These properties underpin the dominant place that polymers take in the modern economy. However, due to their long-term durability, waste polymer materials accumulate in the environment and cause serious concerns for a wide range of habitats and ecosystems.
Around 90% of today’s polymers are derived from finite petrochemical feedstocks through unsustainable raw material extraction and manufacturing processes, causing further environmental degradation.
Efforts to address these issues include the development of bio- and photo-degradable polymers and mechanical recycling. Typically, biodegradable plastics, such as those used in food packaging, lack the mechanical strength required for demanding industrial applications.
Photo-degradable plastics show some promise for ultraviolet (UV) photodegradation, but the low reactivity of their hydrocarbon backbone chains significantly limits the rate of degradation.

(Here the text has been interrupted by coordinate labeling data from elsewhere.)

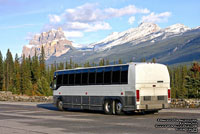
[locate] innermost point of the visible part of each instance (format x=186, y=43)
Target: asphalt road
x=32, y=118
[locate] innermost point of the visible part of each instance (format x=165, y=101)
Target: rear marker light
x=138, y=95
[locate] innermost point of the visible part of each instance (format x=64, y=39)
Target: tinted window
x=99, y=79
x=116, y=75
x=107, y=75
x=84, y=78
x=78, y=79
x=59, y=80
x=65, y=79
x=124, y=75
x=71, y=79
x=92, y=76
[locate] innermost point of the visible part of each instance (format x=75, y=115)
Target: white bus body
x=146, y=88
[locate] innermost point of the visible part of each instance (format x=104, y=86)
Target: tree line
x=31, y=76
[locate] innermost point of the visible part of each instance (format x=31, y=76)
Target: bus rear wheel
x=60, y=105
x=108, y=107
x=119, y=108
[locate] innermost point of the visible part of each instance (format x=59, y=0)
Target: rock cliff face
x=53, y=41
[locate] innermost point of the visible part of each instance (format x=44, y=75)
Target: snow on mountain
x=176, y=28
x=127, y=36
x=53, y=41
x=144, y=32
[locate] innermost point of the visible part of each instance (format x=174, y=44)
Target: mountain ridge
x=147, y=41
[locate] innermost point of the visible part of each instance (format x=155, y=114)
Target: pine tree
x=120, y=61
x=26, y=85
x=35, y=68
x=102, y=62
x=17, y=77
x=107, y=62
x=1, y=72
x=143, y=60
x=153, y=60
x=9, y=68
x=66, y=65
x=42, y=62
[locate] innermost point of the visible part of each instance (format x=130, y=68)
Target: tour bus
x=113, y=88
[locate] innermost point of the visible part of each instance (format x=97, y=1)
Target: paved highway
x=33, y=118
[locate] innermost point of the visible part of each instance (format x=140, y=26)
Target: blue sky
x=87, y=21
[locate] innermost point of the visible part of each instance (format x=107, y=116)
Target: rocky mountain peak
x=177, y=28
x=53, y=41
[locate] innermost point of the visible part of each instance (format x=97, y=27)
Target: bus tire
x=60, y=105
x=119, y=108
x=108, y=108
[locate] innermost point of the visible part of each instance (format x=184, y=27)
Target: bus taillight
x=138, y=95
x=169, y=94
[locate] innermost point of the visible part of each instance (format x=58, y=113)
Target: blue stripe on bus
x=116, y=68
x=125, y=68
x=100, y=69
x=108, y=69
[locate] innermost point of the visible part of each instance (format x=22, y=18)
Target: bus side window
x=59, y=81
x=107, y=75
x=54, y=83
x=124, y=75
x=92, y=74
x=116, y=75
x=99, y=76
x=78, y=79
x=71, y=79
x=85, y=78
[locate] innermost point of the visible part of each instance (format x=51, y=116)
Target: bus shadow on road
x=48, y=106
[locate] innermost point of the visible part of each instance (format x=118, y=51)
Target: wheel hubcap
x=107, y=107
x=119, y=106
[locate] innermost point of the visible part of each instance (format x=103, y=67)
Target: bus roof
x=130, y=63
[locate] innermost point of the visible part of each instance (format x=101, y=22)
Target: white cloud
x=128, y=10
x=156, y=18
x=54, y=18
x=73, y=34
x=89, y=18
x=131, y=20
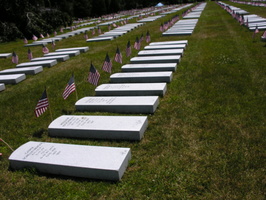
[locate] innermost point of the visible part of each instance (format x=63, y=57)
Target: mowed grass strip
x=205, y=141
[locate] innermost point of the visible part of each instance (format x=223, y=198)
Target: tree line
x=22, y=18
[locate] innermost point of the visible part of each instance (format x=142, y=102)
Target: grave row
x=18, y=74
x=126, y=93
x=251, y=21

Mechanical recycling, on the other hand, often results in a substantial loss of quality and mechanical strength, rendering the recycled material unsuitable for high-performance applications.
Ideal Process for the Recycling and Reuse of Post-Consumer Materials
A promising approach that can enable the circular reuse of polymers is the development of chemically recyclable polymers that can be depolymerized at the end of their life, and reusing the constituent monomers in high-value materials with properties equivalent to the original material. Such circular use of plastic materials would preserve finite natural resources and help to resolve end-of-life issues for many industrial products.
A couple of challenges need addressing to establish an effective circular plastics economy based on chemically recyclable polymers. First comes the development of a cost-effective depolymerization process with high selectivity that can convert post-consumer material into the starting material (the concept is known as chemical recycling to monomer or CRM). Then, the properties of the depolymerizable polymers need to match or exceed the properties of the current industrial plastics.
Dr. Junpeng Wang, an associate professor at the School of Polymer Science and Polymer Engineering, together with his colleagues at the University of Akron in the USA, believe that they might have answers to the scientific challenges associated with CRM.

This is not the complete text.